Глава XL
Глава XL
Для горожан этот сад был памятью о том мире, что существовал до того, как мы, охваченные безумием войны, ввергли себя в пустыню: для Ауды — неприлично выставленной напоказ растительной роскошью, и он жаждал увидеть пустынный пейзаж. Поэтому мы сократили нашу вторую ночь в раю и в два часа утра ехали вновь по долине. Была кромешная тьма, даже звезды в небе не могли бросить свет на те глубины, где мы блуждали. Этой ночью Ауда был проводником, и, чтобы придать нам уверенность, он повышал свой голос в бесконечном «хо, хо, хо», напеве ховейтат; это был эпос, который пелся на трех нотах, вверх и вниз, вперед и назад, таким резким голосом, что слова были неразличимы. Через некоторое время мы были благодарны ему за пение, поскольку тропа ушла влево, и наша растянутая линия следовала за эхом его голоса, катившимся среди клочковатых черных облаков в лунном свете.
В этом долгом путешествии шериф Насир и двоюродный брат Ауды Мохаммед эль Дейлан, с кислой улыбкой, взяли на себя труд совершенствовать мой арабский, давая мне по очереди уроки классического языка Медины и живого наречия пустыни. Сначала мой арабский состоял из команд на племенных диалектах Среднего Евфрата (форма, которую нельзя назвать нечистой), но теперь он стал беглой смесью хиджазского жаргона и поэзии северных племен, вместе с обиходными словами и выражениями прозрачного наречия Неджда, а также формами литературного языка Сирии. Беглая речь при недостатке грамматики делала разговор со мной вечным приключением для моих слушателей. Незнакомцы воображали, что я, наверное, обитатель какого-то Богом забытого неграмотного района, мусорной свалки разбросанных арабских частей речи.

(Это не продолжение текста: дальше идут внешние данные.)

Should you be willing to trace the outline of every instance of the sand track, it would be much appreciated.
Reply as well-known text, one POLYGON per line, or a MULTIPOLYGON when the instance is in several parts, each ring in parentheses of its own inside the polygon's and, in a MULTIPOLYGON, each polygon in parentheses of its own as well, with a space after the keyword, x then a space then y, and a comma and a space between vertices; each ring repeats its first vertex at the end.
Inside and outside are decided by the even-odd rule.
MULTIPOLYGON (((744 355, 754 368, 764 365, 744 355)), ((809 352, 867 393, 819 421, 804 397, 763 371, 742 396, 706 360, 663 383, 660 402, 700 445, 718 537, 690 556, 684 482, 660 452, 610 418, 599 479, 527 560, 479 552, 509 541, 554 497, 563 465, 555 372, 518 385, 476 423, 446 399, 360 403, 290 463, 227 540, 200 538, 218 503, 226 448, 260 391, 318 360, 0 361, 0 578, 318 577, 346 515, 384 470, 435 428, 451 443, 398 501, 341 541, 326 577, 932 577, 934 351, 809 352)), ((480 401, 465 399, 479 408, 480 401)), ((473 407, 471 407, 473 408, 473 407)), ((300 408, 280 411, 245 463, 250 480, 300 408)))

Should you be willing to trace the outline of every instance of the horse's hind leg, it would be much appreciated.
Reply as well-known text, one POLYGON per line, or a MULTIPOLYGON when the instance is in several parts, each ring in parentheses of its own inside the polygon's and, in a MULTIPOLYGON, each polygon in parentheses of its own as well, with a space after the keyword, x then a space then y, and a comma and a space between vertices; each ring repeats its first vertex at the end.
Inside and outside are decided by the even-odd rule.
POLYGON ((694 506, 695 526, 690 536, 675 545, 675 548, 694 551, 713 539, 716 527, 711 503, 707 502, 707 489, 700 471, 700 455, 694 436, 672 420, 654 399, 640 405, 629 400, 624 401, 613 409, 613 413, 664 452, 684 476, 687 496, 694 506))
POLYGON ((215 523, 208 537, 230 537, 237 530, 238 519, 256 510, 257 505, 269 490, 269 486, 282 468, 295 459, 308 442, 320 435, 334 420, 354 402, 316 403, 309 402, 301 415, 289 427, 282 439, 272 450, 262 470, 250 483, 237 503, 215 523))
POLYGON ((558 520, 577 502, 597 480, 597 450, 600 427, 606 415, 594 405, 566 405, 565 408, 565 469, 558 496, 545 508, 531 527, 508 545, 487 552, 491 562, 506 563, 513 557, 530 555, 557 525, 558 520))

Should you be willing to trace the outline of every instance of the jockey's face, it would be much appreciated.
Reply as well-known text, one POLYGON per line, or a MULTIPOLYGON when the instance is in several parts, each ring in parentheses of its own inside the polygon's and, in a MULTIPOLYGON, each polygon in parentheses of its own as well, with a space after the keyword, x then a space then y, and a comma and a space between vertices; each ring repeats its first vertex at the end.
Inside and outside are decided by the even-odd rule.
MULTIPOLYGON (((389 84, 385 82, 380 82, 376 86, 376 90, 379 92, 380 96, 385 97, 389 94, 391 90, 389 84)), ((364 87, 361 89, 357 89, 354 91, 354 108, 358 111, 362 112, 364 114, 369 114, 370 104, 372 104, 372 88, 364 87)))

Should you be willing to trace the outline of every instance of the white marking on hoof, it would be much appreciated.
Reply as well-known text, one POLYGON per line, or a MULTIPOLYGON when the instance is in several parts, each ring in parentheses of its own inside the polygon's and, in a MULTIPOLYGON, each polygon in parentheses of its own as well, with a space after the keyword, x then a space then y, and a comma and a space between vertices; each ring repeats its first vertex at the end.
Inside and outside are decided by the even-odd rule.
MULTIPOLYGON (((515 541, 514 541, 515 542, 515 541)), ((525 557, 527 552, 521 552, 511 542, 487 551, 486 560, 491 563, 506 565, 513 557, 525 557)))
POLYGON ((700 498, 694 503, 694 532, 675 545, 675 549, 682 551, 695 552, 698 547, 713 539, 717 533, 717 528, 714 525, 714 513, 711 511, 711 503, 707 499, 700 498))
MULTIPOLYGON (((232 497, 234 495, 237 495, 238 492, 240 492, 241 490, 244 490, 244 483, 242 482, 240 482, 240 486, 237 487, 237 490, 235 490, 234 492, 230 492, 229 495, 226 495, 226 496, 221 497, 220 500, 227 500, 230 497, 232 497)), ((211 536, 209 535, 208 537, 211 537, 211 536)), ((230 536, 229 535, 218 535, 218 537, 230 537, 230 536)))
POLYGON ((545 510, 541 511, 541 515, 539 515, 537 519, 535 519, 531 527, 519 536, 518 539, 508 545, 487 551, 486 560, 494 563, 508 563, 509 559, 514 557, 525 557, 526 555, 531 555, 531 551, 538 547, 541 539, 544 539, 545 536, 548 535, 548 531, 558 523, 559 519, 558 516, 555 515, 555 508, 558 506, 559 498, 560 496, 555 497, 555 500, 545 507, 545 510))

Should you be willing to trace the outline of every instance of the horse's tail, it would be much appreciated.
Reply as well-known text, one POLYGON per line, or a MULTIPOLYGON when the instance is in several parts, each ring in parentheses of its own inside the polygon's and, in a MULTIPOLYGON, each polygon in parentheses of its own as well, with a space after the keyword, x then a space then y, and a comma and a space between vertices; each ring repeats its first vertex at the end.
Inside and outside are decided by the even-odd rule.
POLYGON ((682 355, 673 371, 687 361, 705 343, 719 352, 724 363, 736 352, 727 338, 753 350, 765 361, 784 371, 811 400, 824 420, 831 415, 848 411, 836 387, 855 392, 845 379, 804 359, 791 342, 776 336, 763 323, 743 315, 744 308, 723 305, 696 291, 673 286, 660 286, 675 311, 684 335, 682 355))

Однако, поскольку я не понимал и трех слов из песни Ауды, через полчаса его напев надоел мне, а в это время ущербная луна медленно карабкалась вверх по небу, плыла над самыми высокими холмами и бросала обманчивый свет, менее надежный, чем тьма нашей долины. Мы шли, пока утреннее солнце, очень утомительное для тех, кто прошагал всю ночь, не выступило нам навстречу.
Завтрак мы приготовили из собственной муки, это наконец облегчило груз наших верблюдов после того, как мы целыми днями пользовались гостеприимством. Шарраф еще не прибыл в Абу Рага, мы не стремились идти быстрее, чем заставляли трудности с водой; и после еды снова развесили свои укрытия из одеял и лежали до полудня, беспокойно вертясь в их неверной тени, мокрые от пота и постоянно атакуемые мухами.
Наконец Насир дал сигнал к походу, и мы снова пошли в дефиле, окруженные довольно помпезными горами, в продолжение четырех часов; затем мы согласились снова разбить лагерь на дне долины. Там обильно рос кустарник для топлива, а вверх по правой от нас скале были пруды со свежей водой, обеспечившие нам вкусное питье. Насир был изможден; он скомандовал, чтобы готовили на ужин рис, и друзья кормились вместе с нами.
Руководство нашим походом было странным и усложненным. Насир, Ауда и Несиб, принадлежащие к таким несхожим и щепетильным родам, признавали превосходство Насира только из-за того, что я жил с ним как гость и подавал им пример в уважении к нему. Каждый требовал, чтобы с ним советовались о подробностях нашего пути, где и когда мы должны останавливаться. Это было неизбежно с Аудой, сыном войны, никогда не знавшим хозяина, с тех пор, как мальчишкой он в первый раз сел на собственного верблюда. Это было желательно с Несибом, происходившим из привередливого сирийского народа, завистливого, враждебного к чужим достоинствам и не желающего их признавать.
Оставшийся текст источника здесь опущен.